6. Sharing data and service providers
Data may be processed by technical providers that help operate NeckGuardian, including:
- Google Firebase Authentication for user sign-in and token verification.
- Google Firebase Cloud Messaging for native Android push notifications.
- Expo Push Service if the app uses Expo tokens for compatibility or development.
- Cloudflare for public HTTPS traffic, tunnel, DNS and network-layer protection.
- Hosting, database, monitoring and object-storage providers used to operate the cloud API.
We may also share data when required by law, needed to protect users or the security of the service, or as part of a project reorganization with appropriate user notice.
7. Data security
- Communication between the mobile app, cloud API and device uses HTTPS/TLS.
- Users authenticate with Firebase tokens; devices use separate device tokens.
- Long-term device secrets and credentials are stored as hashes, not plain values.
- Access to device data is checked against the active account-device binding.
- Admin tools require a separate admin role, and important actions may be written to audit logs.
- Links to non-public assets are time-limited or signed where applicable.
8. Retention and deletion
We retain account, profile, device and telemetry data for as long as the account is active and the data are needed for app features, history, recommendations, security or support. The current implementation does not define a public fixed automatic deletion period for all telemetry. Data may be deleted or anonymized after a user request, subject to backups, security requirements and legal obligations.

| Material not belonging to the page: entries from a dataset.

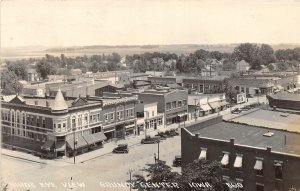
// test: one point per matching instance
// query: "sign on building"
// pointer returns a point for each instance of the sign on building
(241, 98)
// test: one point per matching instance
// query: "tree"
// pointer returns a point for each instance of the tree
(45, 68)
(10, 83)
(248, 52)
(266, 53)
(19, 69)
(228, 65)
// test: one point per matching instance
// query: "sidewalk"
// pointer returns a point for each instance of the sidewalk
(131, 140)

- Newsletter data is retained until the user unsubscribes or requests deletion.
- Support requests are retained for the time needed to handle the case and a reasonable period for bug prevention or abuse protection.
- Push tokens are disabled or deleted after logout, device change, push-provider errors or account deletion request.

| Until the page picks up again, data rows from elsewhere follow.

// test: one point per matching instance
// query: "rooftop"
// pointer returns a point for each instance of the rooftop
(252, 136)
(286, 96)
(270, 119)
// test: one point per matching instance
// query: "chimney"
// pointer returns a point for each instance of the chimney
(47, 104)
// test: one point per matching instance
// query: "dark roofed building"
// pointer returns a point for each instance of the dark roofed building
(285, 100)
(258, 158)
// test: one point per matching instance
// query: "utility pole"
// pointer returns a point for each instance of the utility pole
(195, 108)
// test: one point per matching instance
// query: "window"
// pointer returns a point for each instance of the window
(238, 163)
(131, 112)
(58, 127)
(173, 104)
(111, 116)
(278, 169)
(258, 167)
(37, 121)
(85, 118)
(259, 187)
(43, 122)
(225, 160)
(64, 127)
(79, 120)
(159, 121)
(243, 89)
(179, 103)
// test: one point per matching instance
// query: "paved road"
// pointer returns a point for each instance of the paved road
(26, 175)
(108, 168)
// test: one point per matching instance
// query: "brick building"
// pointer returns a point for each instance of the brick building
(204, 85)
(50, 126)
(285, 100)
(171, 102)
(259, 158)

- Security logs and backups may remain for a limited technical period before they are overwritten or deleted.
9. Account and data deletion
A user may request deletion of their NeckGuardian account and data associated with the account. The web deletion path is available at https://neckguardian.com/delete-account/.
A request may also be sent to [email protected]. The same address in text form is: neckguardianapp [at] gmail.com. The message should include the account email and, if known, the NeckGuardian device serial number. After verification, we will delete or anonymize account data, profile data, device bindings, push tokens, recommendations and telemetry linked to the account, unless continued retention is required by law or security needs.

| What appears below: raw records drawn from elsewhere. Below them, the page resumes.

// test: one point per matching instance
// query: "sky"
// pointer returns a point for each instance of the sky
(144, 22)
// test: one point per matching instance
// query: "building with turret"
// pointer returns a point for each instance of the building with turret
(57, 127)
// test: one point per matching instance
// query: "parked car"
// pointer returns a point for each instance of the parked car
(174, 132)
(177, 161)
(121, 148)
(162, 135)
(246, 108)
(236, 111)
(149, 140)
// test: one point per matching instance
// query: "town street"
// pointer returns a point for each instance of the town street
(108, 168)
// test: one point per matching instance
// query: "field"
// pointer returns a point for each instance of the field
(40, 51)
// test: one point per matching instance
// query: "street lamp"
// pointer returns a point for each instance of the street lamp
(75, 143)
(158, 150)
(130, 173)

10. Android permissions and consent
The app should request Android permissions only when a specific feature needs them. Push notifications require the user's system-level permission. If the app later uses additional sensitive data or permissions that are not reasonably expected for the feature, NeckGuardian will provide a clear in-app disclosure before requesting consent.
On devices running Android 12 or newer, the app may request permissions to discover and connect to nearby devices (Nearby devices / Bluetooth). On older Android versions, the system may require location permission for BLE scanning even though the app does not use Bluetooth to determine the user's physical location.
11. Children
NeckGuardian is not directed to children. If we learn that a child's data has been processed without required guardian consent, we will take steps to delete it.
12. Changes to this policy
This policy may be updated as the app, device and infrastructure evolve. The updated version will be published on this page with the current date. If a change materially affects how sensitive data is processed, we will notify users in the app or through another appropriate channel.